Cerulean Blue – Richeson, like most companies, uses the cheaper PB36 pigment of Cerulean Blue (the “genuine” is PB35). Here it is contrasted against a favorite of mine from Puro and a different version (probably PB35) from Vasari. The Richeson is much weaker in tinting strength and lower chroma overall, compared to the Puro.

Ultramarine Blue Light -- Previously, I’d tried the Richeson “Deep” version and wanted to see how the Light would compare to other brands. The Richeson holds up very well – almost a dead ringer for the Old Holland version, which is a favorite of mine. But both of those need to bow down to the Harding Ultramarine Blue for its intense chroma and tinting strength.

This final sheet is a comparison of blacks and whites.


I expanded the Mars Black comparison to a fourth brand, since I had extra space on the sheet. The Richeson Ferrous Black (AKA Mars Black, or Iron Black) shows strong tinting power and holds its own against Winsor Newton Artist and Old Holland – actually, I prefer both WN and Richeson to the OH for consistency, handling and finish (OH is more like putty and more matte in finish). All three are superior to the Sennelier, which is looser and only half as powerful. The result of this comparison is that this tube Sennelier Mars Black is going on eBay soon, and the Richeson is taking its place in my collection.

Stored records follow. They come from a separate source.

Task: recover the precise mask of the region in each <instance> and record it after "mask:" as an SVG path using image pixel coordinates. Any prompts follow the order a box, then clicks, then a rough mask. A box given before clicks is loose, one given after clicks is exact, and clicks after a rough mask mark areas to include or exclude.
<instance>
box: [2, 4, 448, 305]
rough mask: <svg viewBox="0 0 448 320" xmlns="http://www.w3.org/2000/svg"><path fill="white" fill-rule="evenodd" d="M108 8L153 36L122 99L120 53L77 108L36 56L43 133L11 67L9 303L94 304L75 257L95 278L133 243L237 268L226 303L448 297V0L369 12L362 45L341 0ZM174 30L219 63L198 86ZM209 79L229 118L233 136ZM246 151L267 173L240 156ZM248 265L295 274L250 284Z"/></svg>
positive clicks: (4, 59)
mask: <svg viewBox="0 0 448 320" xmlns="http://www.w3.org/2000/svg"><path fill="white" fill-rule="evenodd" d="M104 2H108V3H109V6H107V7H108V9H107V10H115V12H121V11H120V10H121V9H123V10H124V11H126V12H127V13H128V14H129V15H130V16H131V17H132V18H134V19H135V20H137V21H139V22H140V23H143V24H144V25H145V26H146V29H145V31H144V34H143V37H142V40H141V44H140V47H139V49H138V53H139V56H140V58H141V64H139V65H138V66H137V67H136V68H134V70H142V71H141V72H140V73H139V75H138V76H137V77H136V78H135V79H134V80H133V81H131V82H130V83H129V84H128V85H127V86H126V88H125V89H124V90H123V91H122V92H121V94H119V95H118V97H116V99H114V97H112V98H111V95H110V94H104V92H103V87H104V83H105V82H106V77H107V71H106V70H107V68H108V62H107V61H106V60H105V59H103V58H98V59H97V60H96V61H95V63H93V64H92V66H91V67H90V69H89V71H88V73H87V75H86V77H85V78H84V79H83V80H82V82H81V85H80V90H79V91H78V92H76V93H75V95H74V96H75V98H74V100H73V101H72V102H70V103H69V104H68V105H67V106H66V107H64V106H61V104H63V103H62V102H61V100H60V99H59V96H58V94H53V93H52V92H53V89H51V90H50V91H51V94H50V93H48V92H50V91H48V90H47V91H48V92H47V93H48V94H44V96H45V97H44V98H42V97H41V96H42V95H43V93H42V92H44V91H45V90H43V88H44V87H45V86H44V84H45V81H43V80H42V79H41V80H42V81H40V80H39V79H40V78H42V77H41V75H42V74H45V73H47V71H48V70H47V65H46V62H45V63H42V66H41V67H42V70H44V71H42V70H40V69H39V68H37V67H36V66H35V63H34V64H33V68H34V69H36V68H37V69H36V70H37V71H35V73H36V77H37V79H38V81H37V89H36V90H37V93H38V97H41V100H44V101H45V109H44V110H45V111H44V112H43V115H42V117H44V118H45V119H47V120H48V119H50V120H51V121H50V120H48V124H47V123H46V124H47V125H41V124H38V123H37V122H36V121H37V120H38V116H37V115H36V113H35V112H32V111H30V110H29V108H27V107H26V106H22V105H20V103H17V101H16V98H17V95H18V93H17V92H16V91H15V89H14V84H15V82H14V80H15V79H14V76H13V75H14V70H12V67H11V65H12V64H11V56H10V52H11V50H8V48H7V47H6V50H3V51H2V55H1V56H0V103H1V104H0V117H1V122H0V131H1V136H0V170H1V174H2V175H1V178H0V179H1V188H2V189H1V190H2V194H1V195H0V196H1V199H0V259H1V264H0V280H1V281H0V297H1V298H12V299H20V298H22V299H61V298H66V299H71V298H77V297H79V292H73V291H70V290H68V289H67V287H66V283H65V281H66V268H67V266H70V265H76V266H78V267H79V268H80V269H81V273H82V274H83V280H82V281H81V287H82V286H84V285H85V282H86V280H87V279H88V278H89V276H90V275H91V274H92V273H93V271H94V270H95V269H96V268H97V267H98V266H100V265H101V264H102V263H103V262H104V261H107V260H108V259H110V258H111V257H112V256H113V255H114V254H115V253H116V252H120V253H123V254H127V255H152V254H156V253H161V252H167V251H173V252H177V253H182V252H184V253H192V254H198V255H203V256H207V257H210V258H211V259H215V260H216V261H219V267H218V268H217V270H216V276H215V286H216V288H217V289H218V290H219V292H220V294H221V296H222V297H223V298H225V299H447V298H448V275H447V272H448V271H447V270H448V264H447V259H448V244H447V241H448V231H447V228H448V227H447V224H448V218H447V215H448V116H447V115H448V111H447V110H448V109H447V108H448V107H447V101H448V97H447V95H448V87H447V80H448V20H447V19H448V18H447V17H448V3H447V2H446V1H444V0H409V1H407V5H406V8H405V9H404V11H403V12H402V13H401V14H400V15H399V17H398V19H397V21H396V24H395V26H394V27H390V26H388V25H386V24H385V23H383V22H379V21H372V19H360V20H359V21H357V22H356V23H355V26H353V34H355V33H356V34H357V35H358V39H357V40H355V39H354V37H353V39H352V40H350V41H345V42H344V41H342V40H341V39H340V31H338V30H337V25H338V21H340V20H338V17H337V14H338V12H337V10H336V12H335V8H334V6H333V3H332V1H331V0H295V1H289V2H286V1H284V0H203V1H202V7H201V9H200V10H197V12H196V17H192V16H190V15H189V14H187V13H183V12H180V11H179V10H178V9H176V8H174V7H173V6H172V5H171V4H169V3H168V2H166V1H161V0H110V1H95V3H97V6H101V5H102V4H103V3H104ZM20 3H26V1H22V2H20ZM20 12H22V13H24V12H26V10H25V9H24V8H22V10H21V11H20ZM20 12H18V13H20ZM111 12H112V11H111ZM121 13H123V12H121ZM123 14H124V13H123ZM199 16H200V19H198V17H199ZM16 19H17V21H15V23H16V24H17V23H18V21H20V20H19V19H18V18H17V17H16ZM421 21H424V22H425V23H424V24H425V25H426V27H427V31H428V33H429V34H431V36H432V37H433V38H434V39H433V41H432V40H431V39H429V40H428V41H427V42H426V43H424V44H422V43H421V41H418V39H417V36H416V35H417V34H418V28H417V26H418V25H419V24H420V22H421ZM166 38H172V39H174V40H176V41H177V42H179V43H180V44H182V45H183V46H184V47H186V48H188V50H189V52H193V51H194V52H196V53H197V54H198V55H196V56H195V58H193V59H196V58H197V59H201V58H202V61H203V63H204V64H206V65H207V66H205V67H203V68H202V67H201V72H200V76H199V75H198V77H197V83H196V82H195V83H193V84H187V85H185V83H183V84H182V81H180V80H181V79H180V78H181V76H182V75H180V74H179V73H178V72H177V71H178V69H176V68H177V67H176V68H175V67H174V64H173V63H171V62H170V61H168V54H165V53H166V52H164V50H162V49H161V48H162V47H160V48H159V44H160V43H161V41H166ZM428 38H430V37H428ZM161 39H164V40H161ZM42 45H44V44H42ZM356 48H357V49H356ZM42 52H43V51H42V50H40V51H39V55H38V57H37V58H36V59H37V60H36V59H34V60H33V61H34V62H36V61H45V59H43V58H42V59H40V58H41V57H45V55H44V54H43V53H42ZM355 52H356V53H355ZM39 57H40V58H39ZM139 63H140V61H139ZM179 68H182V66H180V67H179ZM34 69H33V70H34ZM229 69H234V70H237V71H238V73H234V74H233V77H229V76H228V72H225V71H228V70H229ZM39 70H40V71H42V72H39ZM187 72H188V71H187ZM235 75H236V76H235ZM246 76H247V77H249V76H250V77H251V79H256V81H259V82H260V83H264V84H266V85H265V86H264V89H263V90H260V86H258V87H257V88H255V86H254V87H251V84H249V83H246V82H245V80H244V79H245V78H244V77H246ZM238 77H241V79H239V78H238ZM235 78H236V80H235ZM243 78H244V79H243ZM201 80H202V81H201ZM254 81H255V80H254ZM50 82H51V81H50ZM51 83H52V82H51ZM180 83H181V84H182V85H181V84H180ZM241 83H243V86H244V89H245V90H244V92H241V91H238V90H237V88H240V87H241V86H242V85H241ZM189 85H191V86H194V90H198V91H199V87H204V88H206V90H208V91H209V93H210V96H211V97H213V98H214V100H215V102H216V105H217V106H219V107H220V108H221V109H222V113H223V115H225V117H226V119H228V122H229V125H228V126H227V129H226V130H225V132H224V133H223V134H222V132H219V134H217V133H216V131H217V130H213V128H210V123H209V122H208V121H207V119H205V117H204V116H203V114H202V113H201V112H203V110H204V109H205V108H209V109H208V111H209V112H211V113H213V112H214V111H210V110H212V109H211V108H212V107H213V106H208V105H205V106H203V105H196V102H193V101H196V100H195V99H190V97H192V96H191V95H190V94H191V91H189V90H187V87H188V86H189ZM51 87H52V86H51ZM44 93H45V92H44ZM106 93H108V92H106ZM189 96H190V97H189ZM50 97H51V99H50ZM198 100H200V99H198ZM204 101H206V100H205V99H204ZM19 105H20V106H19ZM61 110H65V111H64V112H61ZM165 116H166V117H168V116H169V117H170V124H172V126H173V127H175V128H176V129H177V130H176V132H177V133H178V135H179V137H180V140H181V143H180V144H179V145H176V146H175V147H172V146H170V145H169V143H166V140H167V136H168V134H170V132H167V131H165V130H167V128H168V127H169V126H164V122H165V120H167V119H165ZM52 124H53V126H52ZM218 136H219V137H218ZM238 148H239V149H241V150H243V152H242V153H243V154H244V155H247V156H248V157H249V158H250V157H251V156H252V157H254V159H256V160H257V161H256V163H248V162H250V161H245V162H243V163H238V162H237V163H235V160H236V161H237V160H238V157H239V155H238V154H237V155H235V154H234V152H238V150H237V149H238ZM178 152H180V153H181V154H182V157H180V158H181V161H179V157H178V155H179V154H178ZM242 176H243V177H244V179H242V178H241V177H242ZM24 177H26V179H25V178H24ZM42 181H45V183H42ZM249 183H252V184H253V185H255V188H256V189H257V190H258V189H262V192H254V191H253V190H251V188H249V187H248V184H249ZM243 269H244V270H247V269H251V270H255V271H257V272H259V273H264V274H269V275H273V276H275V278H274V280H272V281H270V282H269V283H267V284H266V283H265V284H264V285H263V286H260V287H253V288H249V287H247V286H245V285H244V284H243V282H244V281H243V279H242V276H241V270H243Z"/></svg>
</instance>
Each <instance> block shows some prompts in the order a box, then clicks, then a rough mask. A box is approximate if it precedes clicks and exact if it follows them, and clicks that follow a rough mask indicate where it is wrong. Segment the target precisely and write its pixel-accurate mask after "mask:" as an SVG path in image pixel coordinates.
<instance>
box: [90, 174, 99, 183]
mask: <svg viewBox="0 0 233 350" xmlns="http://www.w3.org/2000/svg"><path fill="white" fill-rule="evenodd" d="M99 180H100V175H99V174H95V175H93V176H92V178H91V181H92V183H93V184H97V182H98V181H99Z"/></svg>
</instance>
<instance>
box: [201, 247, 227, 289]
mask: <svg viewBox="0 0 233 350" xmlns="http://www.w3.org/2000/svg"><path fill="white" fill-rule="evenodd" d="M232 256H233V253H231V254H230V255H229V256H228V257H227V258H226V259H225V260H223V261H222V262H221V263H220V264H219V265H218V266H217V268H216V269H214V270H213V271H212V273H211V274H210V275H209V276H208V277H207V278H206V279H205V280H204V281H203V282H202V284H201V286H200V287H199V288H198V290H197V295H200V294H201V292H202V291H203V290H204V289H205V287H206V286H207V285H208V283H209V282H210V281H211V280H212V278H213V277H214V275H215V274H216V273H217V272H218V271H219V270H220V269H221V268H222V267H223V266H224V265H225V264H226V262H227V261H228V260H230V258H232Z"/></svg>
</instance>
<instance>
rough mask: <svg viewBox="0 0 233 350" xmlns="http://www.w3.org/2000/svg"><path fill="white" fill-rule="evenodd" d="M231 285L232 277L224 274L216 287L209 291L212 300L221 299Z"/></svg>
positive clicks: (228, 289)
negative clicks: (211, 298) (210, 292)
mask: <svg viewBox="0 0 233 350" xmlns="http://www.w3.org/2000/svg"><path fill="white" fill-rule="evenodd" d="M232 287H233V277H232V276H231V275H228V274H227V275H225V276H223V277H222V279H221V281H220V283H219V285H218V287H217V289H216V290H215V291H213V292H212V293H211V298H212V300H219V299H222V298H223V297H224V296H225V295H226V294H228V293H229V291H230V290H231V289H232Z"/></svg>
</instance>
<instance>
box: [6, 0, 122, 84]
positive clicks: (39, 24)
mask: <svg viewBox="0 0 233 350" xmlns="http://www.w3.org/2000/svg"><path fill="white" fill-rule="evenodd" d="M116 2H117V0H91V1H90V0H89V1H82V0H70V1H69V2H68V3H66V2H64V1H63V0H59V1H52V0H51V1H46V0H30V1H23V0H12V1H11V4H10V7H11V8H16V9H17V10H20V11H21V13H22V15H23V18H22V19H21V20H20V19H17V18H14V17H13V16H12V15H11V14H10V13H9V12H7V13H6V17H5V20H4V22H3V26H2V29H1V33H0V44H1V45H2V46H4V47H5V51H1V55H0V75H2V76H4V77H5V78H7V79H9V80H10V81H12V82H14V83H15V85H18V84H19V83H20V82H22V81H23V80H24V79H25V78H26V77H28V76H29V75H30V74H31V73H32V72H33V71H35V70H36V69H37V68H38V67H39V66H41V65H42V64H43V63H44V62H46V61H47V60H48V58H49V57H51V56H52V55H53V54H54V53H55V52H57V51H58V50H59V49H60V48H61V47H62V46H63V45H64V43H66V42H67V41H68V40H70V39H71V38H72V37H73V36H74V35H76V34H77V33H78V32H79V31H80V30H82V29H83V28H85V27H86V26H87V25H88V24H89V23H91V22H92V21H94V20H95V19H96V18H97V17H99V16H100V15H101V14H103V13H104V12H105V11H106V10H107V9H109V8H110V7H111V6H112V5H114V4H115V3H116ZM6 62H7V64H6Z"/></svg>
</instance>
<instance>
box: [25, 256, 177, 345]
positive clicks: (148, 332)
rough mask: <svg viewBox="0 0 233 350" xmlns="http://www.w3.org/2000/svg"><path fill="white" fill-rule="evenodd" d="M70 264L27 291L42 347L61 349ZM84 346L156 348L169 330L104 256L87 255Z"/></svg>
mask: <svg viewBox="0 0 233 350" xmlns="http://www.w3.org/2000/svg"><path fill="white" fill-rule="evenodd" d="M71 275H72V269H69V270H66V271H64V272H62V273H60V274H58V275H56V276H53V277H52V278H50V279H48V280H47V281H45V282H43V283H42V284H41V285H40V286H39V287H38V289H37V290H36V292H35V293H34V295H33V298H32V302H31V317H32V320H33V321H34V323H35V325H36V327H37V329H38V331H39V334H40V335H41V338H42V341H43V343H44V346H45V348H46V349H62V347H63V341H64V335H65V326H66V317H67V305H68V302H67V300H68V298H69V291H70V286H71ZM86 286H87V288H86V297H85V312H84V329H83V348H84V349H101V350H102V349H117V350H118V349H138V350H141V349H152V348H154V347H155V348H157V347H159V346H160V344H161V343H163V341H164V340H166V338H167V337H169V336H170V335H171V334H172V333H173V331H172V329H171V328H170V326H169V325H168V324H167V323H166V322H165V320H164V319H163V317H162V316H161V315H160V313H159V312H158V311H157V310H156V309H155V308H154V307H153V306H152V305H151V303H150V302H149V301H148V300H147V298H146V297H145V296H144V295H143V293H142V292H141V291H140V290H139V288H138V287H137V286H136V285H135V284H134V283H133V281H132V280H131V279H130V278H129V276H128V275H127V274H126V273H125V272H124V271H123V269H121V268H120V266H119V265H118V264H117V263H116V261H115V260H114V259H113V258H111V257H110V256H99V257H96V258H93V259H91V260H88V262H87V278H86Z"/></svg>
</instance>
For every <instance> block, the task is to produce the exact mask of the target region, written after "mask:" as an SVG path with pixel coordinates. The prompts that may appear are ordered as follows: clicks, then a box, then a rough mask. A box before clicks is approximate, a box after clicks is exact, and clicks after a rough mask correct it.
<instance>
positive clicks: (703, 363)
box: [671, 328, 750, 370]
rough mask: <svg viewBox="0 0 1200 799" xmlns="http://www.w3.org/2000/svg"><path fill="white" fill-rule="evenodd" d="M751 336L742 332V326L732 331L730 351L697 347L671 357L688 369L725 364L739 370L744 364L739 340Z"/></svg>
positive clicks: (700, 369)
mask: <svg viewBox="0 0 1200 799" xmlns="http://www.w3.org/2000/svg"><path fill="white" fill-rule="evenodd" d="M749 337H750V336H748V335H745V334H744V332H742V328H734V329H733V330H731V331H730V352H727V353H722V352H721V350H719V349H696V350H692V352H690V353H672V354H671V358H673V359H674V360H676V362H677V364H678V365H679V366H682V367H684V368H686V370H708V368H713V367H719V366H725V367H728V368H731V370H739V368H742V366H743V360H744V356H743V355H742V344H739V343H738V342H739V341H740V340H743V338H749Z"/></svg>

Here is a side view of reflectance to get a better idea of consistency: The Richeson and WN are about what I consider perfect – smooth matte finish with short, sharp peaks at the end of the stroke of the palette knife. The Sennelier is far glossier (the darker appearance is the result of the glossiness and the angle of light, not an indication of pigment strength, which is weakest), and more slurry, with the long tail draping into the back stroke of the palette knife which we’ve been seeing associated with oil-rich paints (fortunately, without stabilizer to thicken it up!). The OH samples show the pastiest consistency – note the extremely short breaking peaks – and the dullest matte surface (even the first 50/50 mix with white shows how stiff it still is).

On the right side of the sheet is the white test, comparing Richeson Zinc White, Titanium White (with smaller proportion of zinc) and Ultra White (with almost equal titanium/zinc content, although titanium is listed first, usually indicating a higher percentage).

I chose to mix in an opaque and transparent in the Red/Red-Purple and Cyan/Blue-Green ranges. For these I chose OH Bright Red, Harding genuine Alizarin Crimson, OH Cyan Blue and Mussini Translucent Turquoise.

As expected, the straight Zinc has the least covering power, and so has the darkest tints and highest chroma mixed with each color. The Titanium in the middle has the lightest tints and greatest covering power, so it is also the lowest chroma of the batch. Ultra White is right in between the Titanium and Zinc, slightly closer to the titanium results. While all three had very good consistency, the Ultra White was outstanding and had the smoothest consistency and handling of the three, making it much easier to mix with. The Ultra White looks like a very good candidate to mix into a lead white for my preferred 50/50 mix for an all around white.

I’m quite impressed with the Richeson line overall. I can see areas where it can improve, but on the whole, the quality is quite high compared to the very reasonable prices it is being sold for. Although not having the depth of some other established brands like Winsor Newton or Sennelier, the quality of the paints is about on par with these mid-to-upper Artist Grand paints. For beginning painters looking for better quality, I can recommend Richeson along with Da Vinci, Art Spectrum and L&B as favorite choices.